Fibrillated cellulosic fibers are material made from cellulose fibers, where the individual microfibrils of a fiber have been partly or totally detached from each other.
Microfibrillated cellulose (MFC) (also known as nanocellulose) is a one kind of fibrillated cellulose. MFC is normally very thin (˜20 nm) and the length is often between 100 nm to 10 μm. However, the microfibrils may also be longer, for example between 10-100 μm.
Fibrillated cellulose can be produced in a number of different ways. It is possible to mechanically treat cellulosic fibers so that microfibrils are formed. It is also possible to produce fibrils from cellulose by the aid of different chemicals and/or enzymes which will break interfibrillar bonds or dissolve the fibers. One example of production of MFC is shown in WO2007091942 which describes production of MFC by the aid of refining in combination with addition of an enzyme.

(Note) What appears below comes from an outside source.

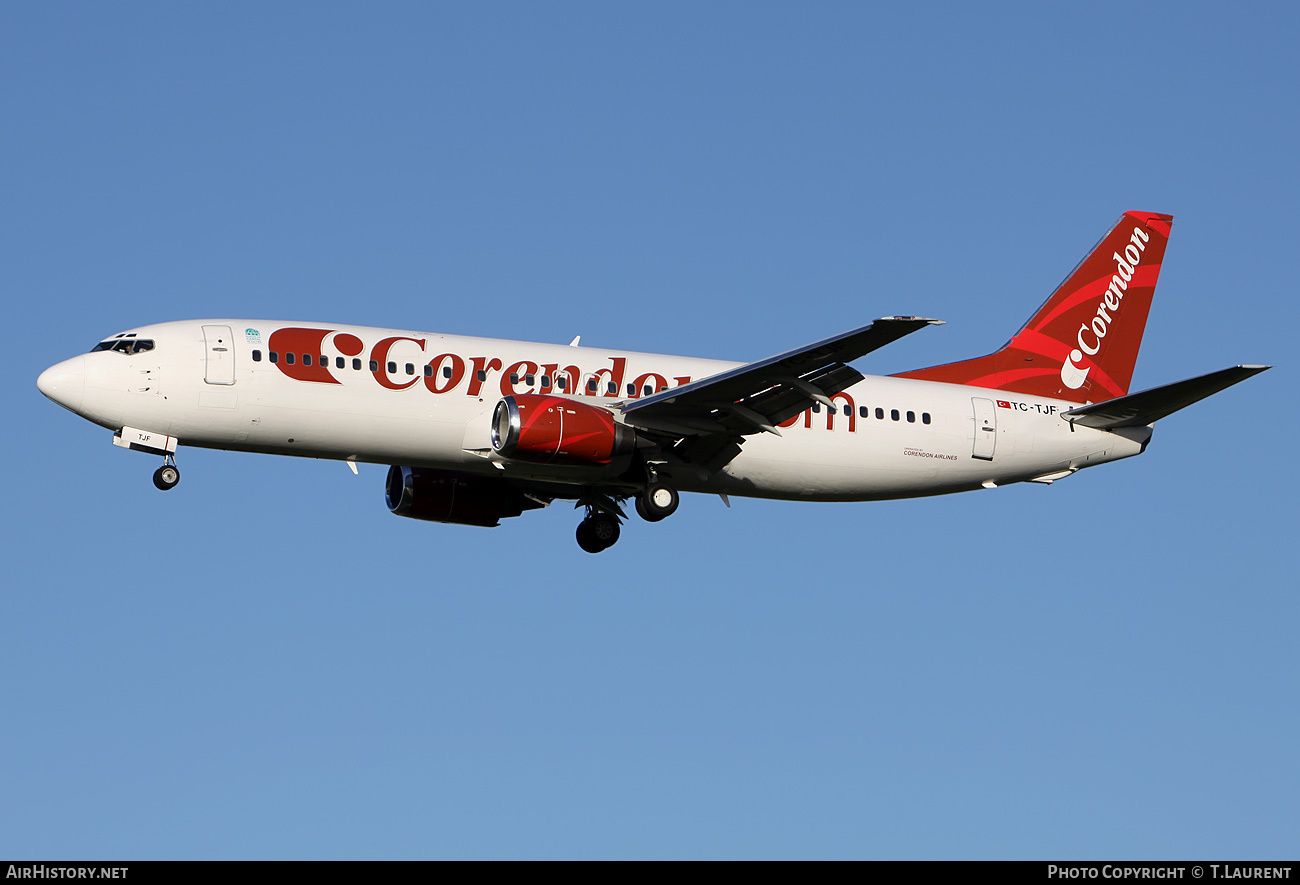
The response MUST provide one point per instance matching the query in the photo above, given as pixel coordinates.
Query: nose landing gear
(167, 476)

Fibrillated cellulose can be used within many different fields. In the papermaking industry it can both be added to the surface of a paper or board or to the furnish. It has been shown that addition of fibrillated cellulose can increase the strength of a paper or board. When used in paper coating applications, it replaces the synthetic or natural binders such as starch. Since the fibrillated cellulose has a high thickening effect at low solid content, it can be used to as thickening agent, immobilizing agent, water retention aid, lubrication agent, dispersing agent and/or stabilizing agent. However, it can also be used in many other technical fields, such as the food industry, polymer or plastic industry, paint, ceramic, ink, composite industry (e.g. cement), rubber industry, cosmetic and pharmaceutical industry.
A dispersion comprising fibrillated cellulose, such as MFC, has the appearance of a highly viscous, shear-thinning transparent gel at low dry contents. Normally, a composition comprising fibrillated cellulose with a consistency of about 4% and higher is in the form of a very thick gel. Very fibrillated and fine material with high degree of polymerization might exhibit a gel like character at solid content about or less than 1 wt %. The gel has high viscosity making it very difficult to make it flow at low shear rates. This makes processing through pipes and pumps very difficult and thus also to distribute it to different end uses, for example to a surface of a paper or board substrate.

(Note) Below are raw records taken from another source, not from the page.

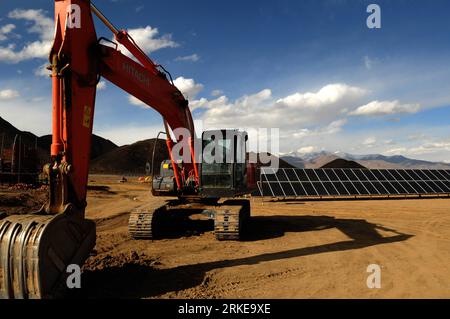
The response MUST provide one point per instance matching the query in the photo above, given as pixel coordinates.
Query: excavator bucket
(35, 251)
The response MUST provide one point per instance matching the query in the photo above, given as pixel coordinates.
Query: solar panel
(354, 182)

Thus, it is often undesirable to add a composition with low dry content during production of paper or board to the surface of a substrate since it takes a lot of energy to remove the added water, for example during drying of the substrate. Addition of a dispersion with low solid content and strongly shear thinning characteristics might also require a special coating unit in order to prevent too much penetration and unevenness during coating. Another reason to avoid unnecessary addition of water is to save transportation costs, water and environmental impact (carbon footprint).
One way to solve these problems is to dry the produced MFC before addition to a composition such as a for instance a pigment dispersion or to the paper machine wet end but this is a very energy consuming process and might have significant irreversible chemical and physical structural changes on the microfibrillated cellulose. Another problem is that wetting agent might be required to facilitate the re-dispersion of the dried MFC.
There is thus a need for a process for the production of a composition comprising fibrillated cellulose with high dry content in an improved way.